On procedural fairness, the court reaffirmed that TRV applicants bear the full onus of putting their best foot forward and providing all required documentation. Because the officer’s concerns went to the sufficiency of evidence rather than the credibility of the applicant, there was no obligation to send a procedural fairness letter or otherwise alert the applicant to weaknesses in his file before refusing. The publicly available Lagos Visa Office Instructions constituted adequate notice of what was required, and the applicant’s failure to comply with those instructions was the source of the refusal.
Key Takeaways
- A TRV refusal based on insufficient business documentation is reasonable where the applicant, as a self-employed person, did not submit required items specified in the IRCC’s Lagos Visa Office Instructions, including certified business bank statements for the past six months, tax clearance certificates, and trade certificates.
- There is no duty on a visa officer to send a procedural fairness letter when the deficiency in an application is one of evidentiary sufficiency rather than credibility — the applicant’s onus is to submit a complete application from the outset.
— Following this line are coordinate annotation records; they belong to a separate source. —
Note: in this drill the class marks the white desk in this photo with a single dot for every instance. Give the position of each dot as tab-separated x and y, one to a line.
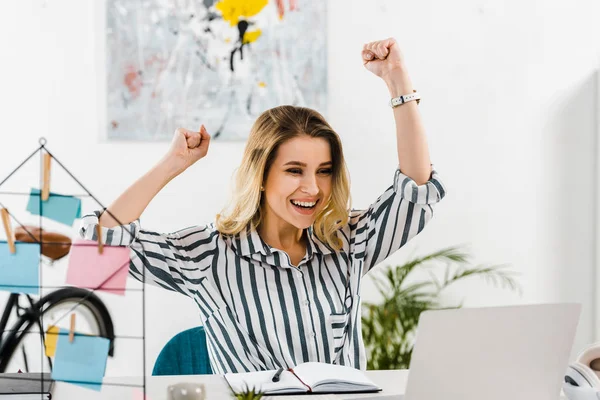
392	383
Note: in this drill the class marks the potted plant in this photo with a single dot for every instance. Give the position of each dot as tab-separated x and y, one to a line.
389	327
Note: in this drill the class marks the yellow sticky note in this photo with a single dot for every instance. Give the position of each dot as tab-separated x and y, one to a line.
51	340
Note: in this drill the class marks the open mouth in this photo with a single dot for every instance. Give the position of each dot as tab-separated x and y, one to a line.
304	207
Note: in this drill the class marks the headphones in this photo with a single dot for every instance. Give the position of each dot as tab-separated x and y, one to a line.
582	379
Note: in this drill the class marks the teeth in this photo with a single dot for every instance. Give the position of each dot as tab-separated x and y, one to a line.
303	204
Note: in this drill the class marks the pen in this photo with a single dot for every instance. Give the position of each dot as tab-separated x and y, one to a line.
277	374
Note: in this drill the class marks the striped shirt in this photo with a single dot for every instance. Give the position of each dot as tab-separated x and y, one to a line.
259	311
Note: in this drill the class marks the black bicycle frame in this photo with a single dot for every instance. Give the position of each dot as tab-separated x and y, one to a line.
13	298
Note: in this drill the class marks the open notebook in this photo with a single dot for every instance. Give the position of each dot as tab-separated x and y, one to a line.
310	377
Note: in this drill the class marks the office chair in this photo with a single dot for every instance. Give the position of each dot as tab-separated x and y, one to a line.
185	354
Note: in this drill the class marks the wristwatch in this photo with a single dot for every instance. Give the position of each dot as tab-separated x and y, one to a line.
398	101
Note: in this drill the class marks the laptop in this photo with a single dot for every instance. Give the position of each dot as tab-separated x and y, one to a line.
492	353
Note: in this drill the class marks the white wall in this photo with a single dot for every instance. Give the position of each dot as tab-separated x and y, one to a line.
509	104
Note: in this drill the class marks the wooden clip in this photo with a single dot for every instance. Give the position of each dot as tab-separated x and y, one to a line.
72	329
10	238
46	181
99	235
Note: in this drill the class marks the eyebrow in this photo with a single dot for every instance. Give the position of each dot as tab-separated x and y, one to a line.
301	164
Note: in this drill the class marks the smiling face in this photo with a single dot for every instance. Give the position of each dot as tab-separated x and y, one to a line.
298	184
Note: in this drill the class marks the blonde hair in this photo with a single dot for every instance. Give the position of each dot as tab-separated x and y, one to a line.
272	128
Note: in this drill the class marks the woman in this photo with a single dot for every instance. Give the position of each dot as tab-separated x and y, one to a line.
277	277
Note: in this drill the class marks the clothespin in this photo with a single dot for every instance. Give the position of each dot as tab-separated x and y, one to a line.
10	238
46	181
99	235
72	329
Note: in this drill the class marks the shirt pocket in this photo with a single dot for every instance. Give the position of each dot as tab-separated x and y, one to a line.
338	322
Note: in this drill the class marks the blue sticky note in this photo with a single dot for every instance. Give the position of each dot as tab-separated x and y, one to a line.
82	362
58	207
20	272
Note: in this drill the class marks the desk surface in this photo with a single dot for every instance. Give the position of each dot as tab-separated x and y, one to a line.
392	382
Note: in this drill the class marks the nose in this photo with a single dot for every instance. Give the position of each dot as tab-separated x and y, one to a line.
310	186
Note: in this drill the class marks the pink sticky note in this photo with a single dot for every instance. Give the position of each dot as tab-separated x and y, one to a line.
91	270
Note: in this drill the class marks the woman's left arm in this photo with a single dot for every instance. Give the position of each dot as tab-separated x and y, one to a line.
384	59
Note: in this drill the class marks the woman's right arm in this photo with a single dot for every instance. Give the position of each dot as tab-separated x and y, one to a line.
187	147
174	261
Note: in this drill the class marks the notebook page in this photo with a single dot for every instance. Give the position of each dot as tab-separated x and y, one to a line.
262	380
330	377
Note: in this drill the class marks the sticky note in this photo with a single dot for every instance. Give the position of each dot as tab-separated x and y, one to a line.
82	362
91	270
20	272
138	394
60	208
51	340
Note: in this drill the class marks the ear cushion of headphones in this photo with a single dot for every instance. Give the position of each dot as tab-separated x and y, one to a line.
590	357
582	375
577	393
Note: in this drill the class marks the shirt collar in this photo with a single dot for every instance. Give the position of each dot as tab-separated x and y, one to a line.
249	242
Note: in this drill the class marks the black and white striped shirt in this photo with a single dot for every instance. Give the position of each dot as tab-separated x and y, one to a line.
259	311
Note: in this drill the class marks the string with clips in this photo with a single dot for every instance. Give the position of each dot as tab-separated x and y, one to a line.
45	195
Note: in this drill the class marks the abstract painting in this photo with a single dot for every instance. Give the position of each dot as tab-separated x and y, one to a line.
183	63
- Publicly available IRCC visa office instructions provide sufficient notice of the documentary case an applicant must meet; failure to consult and comply with those instructions is at the applicant’s peril.
Why It Matters
This decision reinforces the high evidentiary bar facing self-employed TRV applicants from Nigeria (and by analogy, other jurisdictions with dedicated visa office instructions). It makes clear that providing some evidence of business ownership is not enough — officers are entitled to require corroborating financial records such as certified business bank statements and tax clearance certificates, and an incomplete file will not trigger any procedural right to cure the deficiency before a refusal issues.
For immigration practitioners, the case is a practical reminder to consult jurisdiction-specific IRCC visa office instructions — which can impose documentary requirements beyond the general TRV checklist — and to ensure self-employed clients submit a complete corporate financial record, not merely incorporation documents and personal bank statements, before filing.